Selain Banyu Urip, proyek lain yang tertunda sepanjang 2015 lalu adalah proyek Lapangan TBA oleh JOB PetroChina Salawati, Lapangan Bukit Tua oleh Petronas Katapang, Lapangan Kepodang oleh Petronas Muriah, dan Lapangan Bayan oleh Manhattan Kalimantan Invesment (MKI).
Amien mengatakan, penurunan jumlah sumur eksisting sepanjang 2015 juga mengurangi jumlah produksi. Salah satu operator yang mengalami penurunan jumlah sumur produksi adalah PT Pertamina EP, dengan kontribusi penurunan produksi sebesar 9.200 barel minyak per harinya.
"Ada juga kendala setelah harga minyak turun, di mana lapangan berkurang nilai keekonomiannya seperti EMP Tonga dan EMP Gebang," kata Amien.
Secara umum, kata Amien, kondisi global berupa penurunan harga minyak dunia tidak bisa dihindari. SKK Migas kemudian menginstruksikan KKKS untuk melakukan efisiensi penggunaan biaya untuk menjaga keekonomian, salah satunya dengan menunda proyek.
"Upaya lainnya, ada monitoring lebih intensif untuk on going project, menambah sumur pengambangan, work over, dan well services. Koordinasi lebih aktif juga dilakukan dengan instansi terkait," ujar Amien.
Amien menyebutkan, kendala lain seperti pembebasan lahan dan perizinan, kendala pengadaan, penyerapan buyer yang rendah, serta kendala pengelolaan terkait perpanjangan wilayah kerja juga membebani target pencapaian produksi minyak pada 2015 lalu.

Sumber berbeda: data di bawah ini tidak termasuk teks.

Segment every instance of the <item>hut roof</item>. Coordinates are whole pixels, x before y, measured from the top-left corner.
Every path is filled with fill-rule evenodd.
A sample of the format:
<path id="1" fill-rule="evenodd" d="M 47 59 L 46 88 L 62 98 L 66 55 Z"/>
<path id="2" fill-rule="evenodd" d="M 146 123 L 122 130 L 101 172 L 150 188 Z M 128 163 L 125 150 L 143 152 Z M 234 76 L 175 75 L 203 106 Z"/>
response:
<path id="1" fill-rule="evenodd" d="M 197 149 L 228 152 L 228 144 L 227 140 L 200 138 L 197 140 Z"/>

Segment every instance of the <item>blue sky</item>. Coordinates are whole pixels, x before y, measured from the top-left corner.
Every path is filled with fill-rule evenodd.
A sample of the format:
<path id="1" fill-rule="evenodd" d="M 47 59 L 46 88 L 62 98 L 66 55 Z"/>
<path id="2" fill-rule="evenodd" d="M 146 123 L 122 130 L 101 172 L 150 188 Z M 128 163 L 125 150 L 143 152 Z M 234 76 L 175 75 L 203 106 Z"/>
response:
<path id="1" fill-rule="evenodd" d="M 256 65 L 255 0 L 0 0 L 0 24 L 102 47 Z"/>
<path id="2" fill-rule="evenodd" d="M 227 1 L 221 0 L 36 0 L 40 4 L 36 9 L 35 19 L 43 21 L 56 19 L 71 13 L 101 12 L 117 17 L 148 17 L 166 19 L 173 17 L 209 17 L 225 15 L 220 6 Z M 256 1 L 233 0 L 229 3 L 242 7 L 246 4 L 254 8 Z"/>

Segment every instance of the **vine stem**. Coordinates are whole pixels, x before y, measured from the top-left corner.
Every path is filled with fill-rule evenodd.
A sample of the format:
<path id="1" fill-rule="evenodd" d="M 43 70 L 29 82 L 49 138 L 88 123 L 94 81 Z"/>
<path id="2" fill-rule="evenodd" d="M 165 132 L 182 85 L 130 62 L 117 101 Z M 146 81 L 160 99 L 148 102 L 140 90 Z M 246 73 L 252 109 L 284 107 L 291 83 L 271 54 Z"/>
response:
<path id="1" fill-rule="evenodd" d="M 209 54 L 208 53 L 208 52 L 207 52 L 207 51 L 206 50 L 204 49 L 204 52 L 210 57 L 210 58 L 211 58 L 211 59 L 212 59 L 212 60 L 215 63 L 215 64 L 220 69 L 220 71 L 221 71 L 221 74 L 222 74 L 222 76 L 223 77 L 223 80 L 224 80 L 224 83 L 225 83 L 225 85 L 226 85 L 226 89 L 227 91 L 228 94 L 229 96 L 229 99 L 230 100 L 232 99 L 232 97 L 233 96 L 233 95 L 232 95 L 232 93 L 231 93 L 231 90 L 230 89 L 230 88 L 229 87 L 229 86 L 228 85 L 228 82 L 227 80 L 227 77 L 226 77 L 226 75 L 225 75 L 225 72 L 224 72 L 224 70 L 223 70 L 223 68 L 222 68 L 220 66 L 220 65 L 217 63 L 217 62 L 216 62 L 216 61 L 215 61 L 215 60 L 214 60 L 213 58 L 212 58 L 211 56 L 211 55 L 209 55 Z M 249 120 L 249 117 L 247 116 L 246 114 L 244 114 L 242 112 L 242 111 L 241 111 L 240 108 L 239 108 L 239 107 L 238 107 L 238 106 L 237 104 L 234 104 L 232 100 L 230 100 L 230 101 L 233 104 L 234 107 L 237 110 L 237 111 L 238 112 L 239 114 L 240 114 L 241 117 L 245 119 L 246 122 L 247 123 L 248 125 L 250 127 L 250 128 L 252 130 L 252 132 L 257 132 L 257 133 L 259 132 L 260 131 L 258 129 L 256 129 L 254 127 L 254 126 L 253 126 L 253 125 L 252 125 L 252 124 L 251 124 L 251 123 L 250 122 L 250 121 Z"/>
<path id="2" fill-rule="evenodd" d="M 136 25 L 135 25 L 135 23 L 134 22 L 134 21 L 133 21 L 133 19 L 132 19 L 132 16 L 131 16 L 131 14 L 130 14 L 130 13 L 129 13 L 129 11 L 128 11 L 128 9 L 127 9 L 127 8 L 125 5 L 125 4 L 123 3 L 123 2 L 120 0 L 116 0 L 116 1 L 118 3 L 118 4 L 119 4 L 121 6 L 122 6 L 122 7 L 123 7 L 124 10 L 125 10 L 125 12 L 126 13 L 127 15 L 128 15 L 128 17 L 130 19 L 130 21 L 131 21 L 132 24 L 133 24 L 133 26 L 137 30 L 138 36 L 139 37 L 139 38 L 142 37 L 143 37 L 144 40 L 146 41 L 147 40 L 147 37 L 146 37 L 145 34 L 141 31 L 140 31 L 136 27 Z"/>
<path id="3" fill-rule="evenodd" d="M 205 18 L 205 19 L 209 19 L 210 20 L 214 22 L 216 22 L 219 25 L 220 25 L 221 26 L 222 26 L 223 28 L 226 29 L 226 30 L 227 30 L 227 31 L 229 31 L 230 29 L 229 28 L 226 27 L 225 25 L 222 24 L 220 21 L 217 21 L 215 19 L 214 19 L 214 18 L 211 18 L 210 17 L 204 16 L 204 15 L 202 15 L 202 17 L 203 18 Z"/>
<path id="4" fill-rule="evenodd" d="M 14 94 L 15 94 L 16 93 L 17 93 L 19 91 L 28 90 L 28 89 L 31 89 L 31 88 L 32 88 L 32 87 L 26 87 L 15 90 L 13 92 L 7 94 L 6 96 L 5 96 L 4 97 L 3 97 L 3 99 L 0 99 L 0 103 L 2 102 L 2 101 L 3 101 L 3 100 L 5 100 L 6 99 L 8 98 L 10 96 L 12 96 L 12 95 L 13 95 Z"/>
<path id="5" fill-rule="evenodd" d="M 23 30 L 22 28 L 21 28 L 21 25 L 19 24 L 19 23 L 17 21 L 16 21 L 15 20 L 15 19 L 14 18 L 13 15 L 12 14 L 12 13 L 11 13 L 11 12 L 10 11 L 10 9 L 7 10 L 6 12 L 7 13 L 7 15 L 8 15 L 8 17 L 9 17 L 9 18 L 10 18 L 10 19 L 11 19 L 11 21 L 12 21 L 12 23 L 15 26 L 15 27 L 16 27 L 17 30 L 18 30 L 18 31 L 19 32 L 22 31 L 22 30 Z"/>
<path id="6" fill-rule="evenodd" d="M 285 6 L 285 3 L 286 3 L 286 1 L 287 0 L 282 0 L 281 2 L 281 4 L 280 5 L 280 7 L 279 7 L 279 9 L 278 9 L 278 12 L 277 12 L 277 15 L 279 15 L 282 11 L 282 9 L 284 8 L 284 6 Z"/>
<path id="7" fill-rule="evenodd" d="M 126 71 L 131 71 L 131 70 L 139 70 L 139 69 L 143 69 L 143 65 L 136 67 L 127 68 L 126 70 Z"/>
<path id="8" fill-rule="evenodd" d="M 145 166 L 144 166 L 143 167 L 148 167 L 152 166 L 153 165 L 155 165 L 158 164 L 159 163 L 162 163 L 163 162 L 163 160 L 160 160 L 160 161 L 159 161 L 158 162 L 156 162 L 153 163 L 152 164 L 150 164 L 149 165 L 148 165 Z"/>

Menghadapi tahun ini, SKK Migas akan lebih gencar dalam mendorong penyelesaian masalah midstream dan downstream, serta memberi kepastian pengelolaan wilayah kerja, jauh sebelum masa WK berakhir.
Sementara itu, Pengamat Perminyakan sekaligus pendiri Reforminer Institute Pri Agung Rakhmanto menilai wajar adanya penurunan produksi minyak pada tahun lalu, dan kemungkinan akan berlanjut pada 2016 ini. Salah satu alasan besarnya adalah mundurnya proyek Banyu Urip di Blok Cepu yang memaksa target lifting 2016 dikoreksi.
"Apalagi harga minyak rendah. Jadi ada peluang perusahaan minyak merevisi anggarannya sehingga menurunkan aktivitas," katanya.